Na declaração ao podcast, Lula traçou um paralelo entre o comportamento dos usuários de bets e o de dependentes de crack. “Você lembra quando surgiu o crack? O cara viciado, ele chegava em casa, vendia o botijão. As bets estão assim. As pessoas estão vendendo o que não têm, se endividando”, disse o presidente.

Decreto ou medida provisória no horizonte

Representantes do setor avaliam que o governo pode atuar por decreto ou medida provisória. As opções em discussão incluem veto à propaganda de jogos de azar e proibição dos cassinos online, como o jogo do tigrinho e o Aviator. Esses dois temas são regulados por portaria da Secretaria de Prêmios e Apostas e poderiam ser revistos pelo Executivo sem passar pelo Congresso, o que tornaria uma eventual reversão na Justiça mais difícil.

A proibição dos cassinos online afetaria diretamente a receita do setor; cerca de 70% do faturamento das bets vêm dessas plataformas de jogos eletrônicos, segundo representantes do setor.

No dia 1º de setembro, Lula recebeu representantes da sociedade civil, influenciadores e artistas autores de um projeto de lei que proibiria o jogo do tigrinho e a publicidade de bets em eventos esportivos e redes sociais. O texto, levado pelo movimento Brasil Contra as Bets ao Senado, avança nas comissões da Casa com apoio de parlamentares de PL, PT e PSD.

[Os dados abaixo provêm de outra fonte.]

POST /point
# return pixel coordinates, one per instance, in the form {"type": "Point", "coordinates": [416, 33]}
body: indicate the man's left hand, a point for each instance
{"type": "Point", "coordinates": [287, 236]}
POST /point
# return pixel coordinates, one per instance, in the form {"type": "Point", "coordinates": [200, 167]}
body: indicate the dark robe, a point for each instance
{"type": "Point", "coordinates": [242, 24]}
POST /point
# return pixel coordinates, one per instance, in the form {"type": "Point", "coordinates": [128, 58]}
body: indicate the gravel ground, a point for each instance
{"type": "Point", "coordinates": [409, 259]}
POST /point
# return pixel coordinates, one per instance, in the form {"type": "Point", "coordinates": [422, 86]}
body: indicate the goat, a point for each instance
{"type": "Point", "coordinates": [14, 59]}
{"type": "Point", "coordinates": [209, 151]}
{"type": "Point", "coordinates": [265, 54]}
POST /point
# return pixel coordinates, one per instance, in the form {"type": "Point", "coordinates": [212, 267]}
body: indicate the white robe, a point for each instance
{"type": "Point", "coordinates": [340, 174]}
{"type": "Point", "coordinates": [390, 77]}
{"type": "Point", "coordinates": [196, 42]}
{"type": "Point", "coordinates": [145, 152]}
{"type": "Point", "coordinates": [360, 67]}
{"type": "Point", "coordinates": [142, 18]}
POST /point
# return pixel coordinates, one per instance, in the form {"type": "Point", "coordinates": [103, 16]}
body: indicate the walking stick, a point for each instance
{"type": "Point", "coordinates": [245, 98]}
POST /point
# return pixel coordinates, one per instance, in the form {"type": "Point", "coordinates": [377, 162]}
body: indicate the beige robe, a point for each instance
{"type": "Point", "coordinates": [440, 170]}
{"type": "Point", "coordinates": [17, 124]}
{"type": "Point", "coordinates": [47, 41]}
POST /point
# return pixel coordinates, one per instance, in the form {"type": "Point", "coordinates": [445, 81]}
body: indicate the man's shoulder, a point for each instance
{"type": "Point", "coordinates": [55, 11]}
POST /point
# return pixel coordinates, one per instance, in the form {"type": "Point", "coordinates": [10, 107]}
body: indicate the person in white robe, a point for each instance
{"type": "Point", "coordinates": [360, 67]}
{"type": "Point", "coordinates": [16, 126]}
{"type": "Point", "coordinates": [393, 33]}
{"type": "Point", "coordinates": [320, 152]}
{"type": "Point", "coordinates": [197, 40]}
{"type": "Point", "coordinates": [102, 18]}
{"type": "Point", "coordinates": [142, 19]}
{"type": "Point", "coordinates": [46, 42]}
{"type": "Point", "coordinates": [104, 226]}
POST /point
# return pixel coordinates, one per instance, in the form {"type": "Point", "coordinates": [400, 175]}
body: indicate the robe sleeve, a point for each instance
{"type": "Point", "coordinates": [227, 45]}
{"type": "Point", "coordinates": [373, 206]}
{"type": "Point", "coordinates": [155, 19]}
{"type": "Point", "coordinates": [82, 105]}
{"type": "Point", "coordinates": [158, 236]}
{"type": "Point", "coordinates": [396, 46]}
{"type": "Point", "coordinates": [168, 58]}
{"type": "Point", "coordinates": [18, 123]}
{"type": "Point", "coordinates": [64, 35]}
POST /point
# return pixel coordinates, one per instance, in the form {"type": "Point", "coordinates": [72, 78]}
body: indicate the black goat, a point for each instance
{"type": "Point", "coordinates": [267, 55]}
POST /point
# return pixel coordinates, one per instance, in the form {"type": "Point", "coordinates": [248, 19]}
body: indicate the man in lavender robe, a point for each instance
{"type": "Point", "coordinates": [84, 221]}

A proposta vedaria os chamados “produtos de alto risco”, classificação que abrangeria cassinos online e outras modalidades com resultados instantâneos. O patrocínio de bets a clubes, competições, transmissões esportivas, eventos culturais e influenciadores digitais também seria proibido, assim como publicidade tradicional e campanhas em redes sociais. Restaria às bets apenas comunicação institucional em suas próprias plataformas e campanhas de email a clientes cadastrados, sem promessa de lucro, oferta de bônus ou recursos gráficos apelativos.

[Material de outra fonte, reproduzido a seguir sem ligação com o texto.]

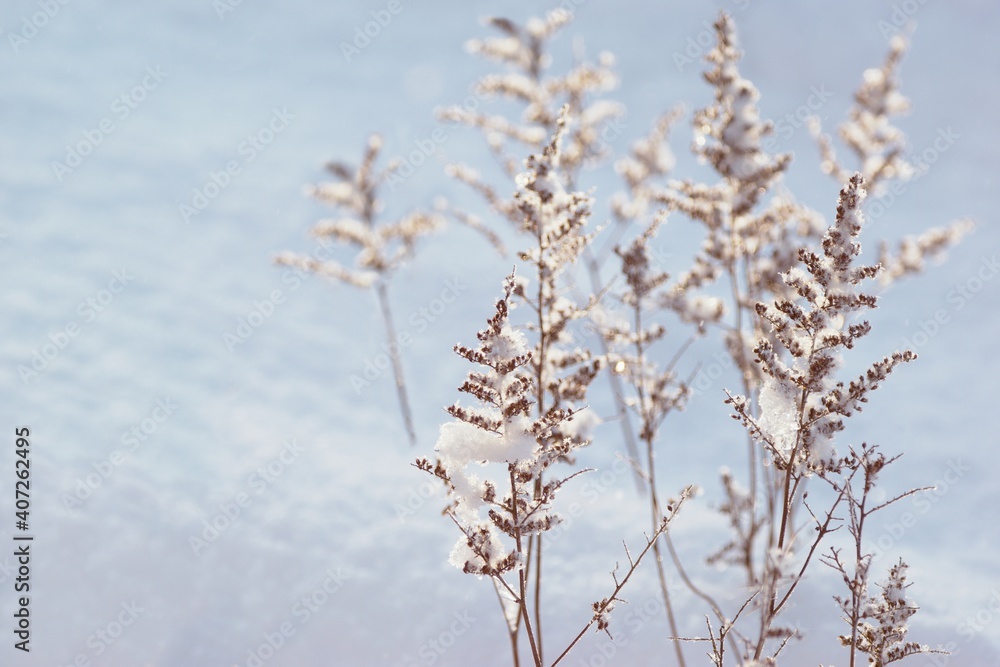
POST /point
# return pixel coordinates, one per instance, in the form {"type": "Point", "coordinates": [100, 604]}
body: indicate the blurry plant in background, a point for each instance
{"type": "Point", "coordinates": [777, 288]}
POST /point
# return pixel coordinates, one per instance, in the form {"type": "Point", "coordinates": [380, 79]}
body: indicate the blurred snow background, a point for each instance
{"type": "Point", "coordinates": [322, 558]}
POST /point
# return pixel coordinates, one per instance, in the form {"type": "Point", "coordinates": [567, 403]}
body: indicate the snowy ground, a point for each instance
{"type": "Point", "coordinates": [336, 554]}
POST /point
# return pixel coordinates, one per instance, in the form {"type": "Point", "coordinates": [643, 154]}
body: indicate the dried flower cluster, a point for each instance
{"type": "Point", "coordinates": [784, 291]}
{"type": "Point", "coordinates": [381, 248]}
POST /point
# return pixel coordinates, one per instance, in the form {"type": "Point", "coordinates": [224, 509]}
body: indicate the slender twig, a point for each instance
{"type": "Point", "coordinates": [397, 362]}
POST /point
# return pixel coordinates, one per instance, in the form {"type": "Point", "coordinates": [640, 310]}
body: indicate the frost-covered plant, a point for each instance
{"type": "Point", "coordinates": [878, 623]}
{"type": "Point", "coordinates": [803, 404]}
{"type": "Point", "coordinates": [879, 147]}
{"type": "Point", "coordinates": [500, 438]}
{"type": "Point", "coordinates": [568, 104]}
{"type": "Point", "coordinates": [785, 290]}
{"type": "Point", "coordinates": [381, 248]}
{"type": "Point", "coordinates": [523, 53]}
{"type": "Point", "coordinates": [655, 392]}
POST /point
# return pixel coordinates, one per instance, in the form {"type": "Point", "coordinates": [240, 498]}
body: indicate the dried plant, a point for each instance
{"type": "Point", "coordinates": [786, 292]}
{"type": "Point", "coordinates": [879, 147]}
{"type": "Point", "coordinates": [500, 437]}
{"type": "Point", "coordinates": [802, 406]}
{"type": "Point", "coordinates": [568, 104]}
{"type": "Point", "coordinates": [381, 248]}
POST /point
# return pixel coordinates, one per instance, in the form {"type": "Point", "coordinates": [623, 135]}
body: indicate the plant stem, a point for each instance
{"type": "Point", "coordinates": [397, 362]}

Impactos e risco de judicialização

A Associação das Mulheres da Indústria do Gaming já trabalha com o cenário de veto. Em carta pública, a entidade alertou que “medidas dessa natureza afetariam diretamente cerca de 10 mil trabalhadoras do setor e mais de 10 milhões de mulheres apostadoras registradas no mercado regulado”.

A ANJL (Associação Nacional de Jogos e Loterias) repudiou a exclusão do setor das reuniões com o governo. O IBJR (Instituto Brasileiro de Jogo Responsável) defendeu “uma análise cuidadosa dos dados disponíveis” e se ofereceu para contribuir com o processo. Ambas as entidades argumentam que, nos encontros, houve confusão com práticas anteriores à regulação, quando as bets operavam sem regras nem supervisão.

Executivos do setor, ouvidos sob condição de anonimato, descreveram a postura do governo como eleitoreira e mencionaram a possibilidade de judicialização, já que as empresas adquiriram outorgas sob outros termos. Bernardo Cavalcanti Freire, consultor jurídico da ANJL e sócio do escritório Betlaw, afirmou que “os potenciais impactos indenizatórios podem alcançar a ordem de R$ 120 bilhões, valor que, justamente por sua magnitude, evidencia a necessidade de uma avaliação prévia e rigorosa antes da adoção de qualquer restrição”.

As empresas autorizadas também afirmam que a proibição da publicidade prejudicaria a competição com sites clandestinos, que não empregam trabalhadores no Brasil, não recolhem impostos e não adotam políticas de proteção ao jogador. Os mais de 100 processos sancionadores abertos contra sites legalizados, porém, indicam que as infrações não se restringem às plataformas ilegais.

Governo conta com arrecadação das bets em 2027

A contradição entre o discurso restritivo e o planejamento orçamentário é visível nas previsões da Fazenda. No orçamento de 2027, o governo manteve a projeção de arrecadar R$ 6,69 bilhões com taxas e participação da União na Receita do Jogo, excluída a tributação sobre as empresas. O orçamento também registra receita esperada com imposto seletivo sobre jogo de azar.

Desde o fim de junho, representantes das bets mantiveram reuniões com a Secretaria de Prêmios e Apostas. Nelas, o setor propôs regulamentação dos distribuidores de jogo online, maior supervisão de afiliados nas redes sociais e melhorias nos mecanismos de exclusão de jogadores dependentes, que hoje dependem da iniciativa individual de cada plataforma.